Suppose you've got two dice; what's the probability the sum of their rolls will add up to 4? You simply look at all the ways the values of the dice could sum to 4 (e.g. 1 and 3, 2 and 2 or 1 and 4), and add up their probabilities (in this case each is 1/36, so totalling 3/36 or 1/12). You could use a probability square to visualise this calculation.

This is the general proceduce to sum two independent random variables. You've got two random variables X and Y; in the example above the dice. They each have some probability distribution function \(f_X\) and \(f_Y\) which encode how probable any particular outcome is. For the dice the probability distribution function is just \( f_X(x) = \frac{1}{6},\, x \in \{1,2,3,4,5,6\} \) (that is the probability of any number between 1 and 6 is one-sixth). Then the probability distribution of their sum is then \( f_{X+Y}(x) = \sum_{y+z=x} f_X(y) f_Y(z) \); that is for each pair of outcomes that sum up to x we multiply the probability of them occuring. In our dice example we calculated \( f_{X+Y}(4) = \frac{1}{12} \); we could repeat the calcuation for all numbers between 2 and 12 to get the full probability distribution function.

The sum above can be rewritten in a slightly different form using a change of variables; \( f_{X+Y}(x) = \sum_{y} f_X(y) f_Y (x - y) =: (f_X * f_Y)(x) \). This last expression is just noting this is the definition of a convolution. A shorthand way of writing this is \( f_{X+Y} = f_X * f_Y \) (note that this is convolution and not multiplication!).

The convolution theorem says that the Fourier Transform maps convolutions into products. So in particular we can rewrite \( f_{X+Y} = \mathcal{F}^{-1} (\mathcal{F}(f_X) \mathcal{F}(f_Y)) \) This can be computationally convenient; a fast fourier transform can be more efficient than performing the sum in the convolution manually. To see this in action we can encode our dice example in R; we represent our probability density function as a vector which are the values of the function at 0, 1, 2, ...

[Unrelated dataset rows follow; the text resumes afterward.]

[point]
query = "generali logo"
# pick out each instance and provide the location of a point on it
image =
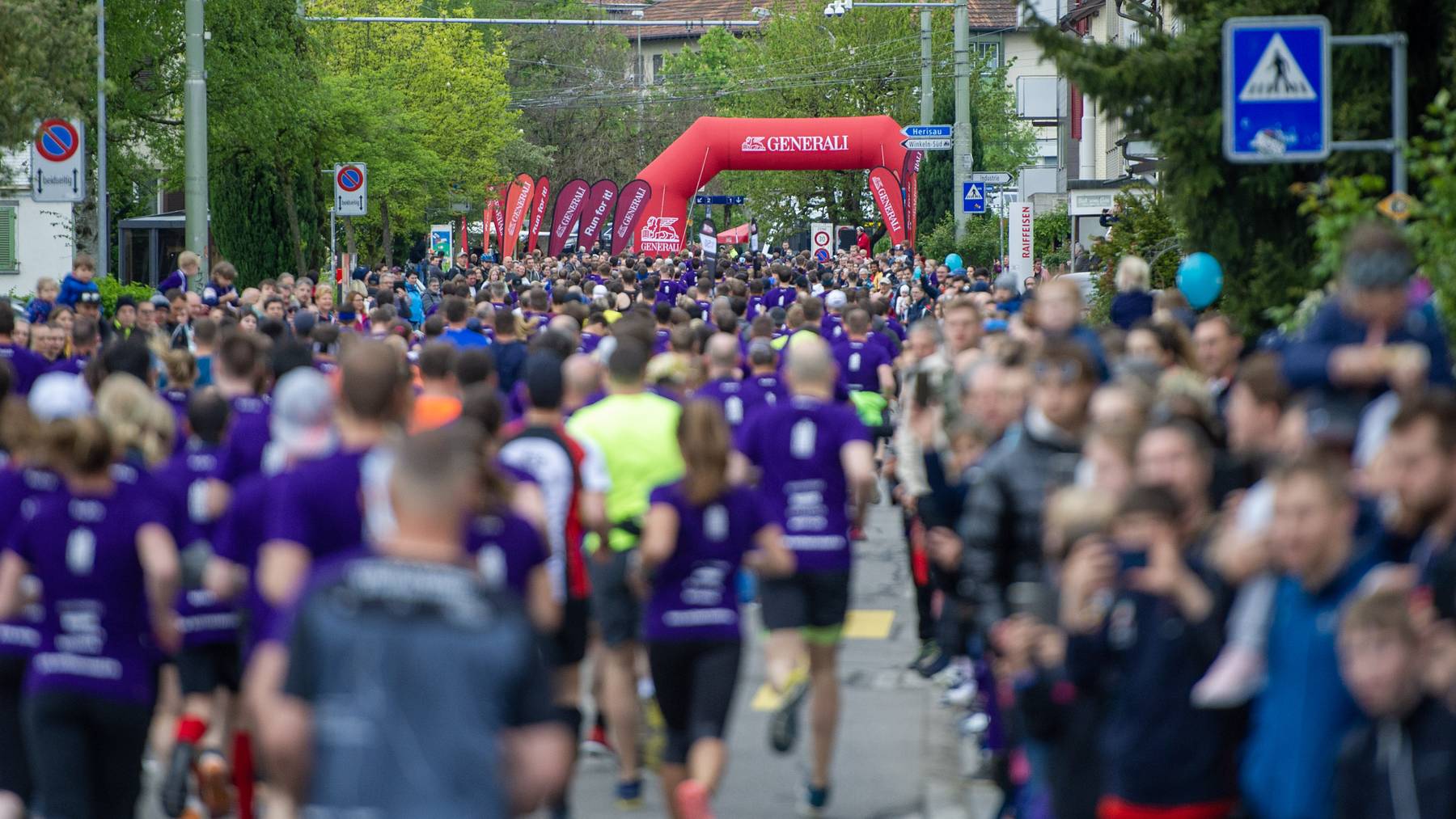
(662, 229)
(886, 203)
(518, 211)
(569, 214)
(778, 145)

# Vectors are 0 indexed, so probability of 0 as 0
# Probability at 1-6 as 1/6
# We need extra space at the end for higher values so we pad the end with 0s
x <- c(0, seq(1/6, 6), seq(0, 10))
y <- x

# Convoluiton using the fourier transforms and their inverse
z <- fft(fft(x) * fft(y), inverse=True)
# Remove the imaginary part (which should be 0)
z <- abs(z)
# Renormalise the probability to sum to 1
# (The fft introduces a constant multiplicative factor)
z <- z / sum(z)

# The result is what we would get from the convolution
# For example the value at 4 (the 5th element in the vector) is 3
print(round(z*36, 0.01))
# [1] 0 0 1 2 3 4 5 6 5 4 3 2 1 0 0 0 0

These relations are also useful for theoretical calculations. For example the PDF of a standard normal distribution, \(\frac{1}{\sqrt{2\pi}}e^{-\frac{x^2}{2}} \) is a fixpoint of the Fourier transform. This with the scaling and shift relations make it easy to calculate the sum of normally distributed variables. In particular if \( X \sim \mathcal{N}(\mu_1, \sigma_1^2) \) and \( Y \sim \mathcal{N}(\mu_2, \sigma_2^2) \) then \( X + Y \sim \mathcal{N}(\mu_1 + \mu_2, \sigma_1^2 + \sigma_2^2) \).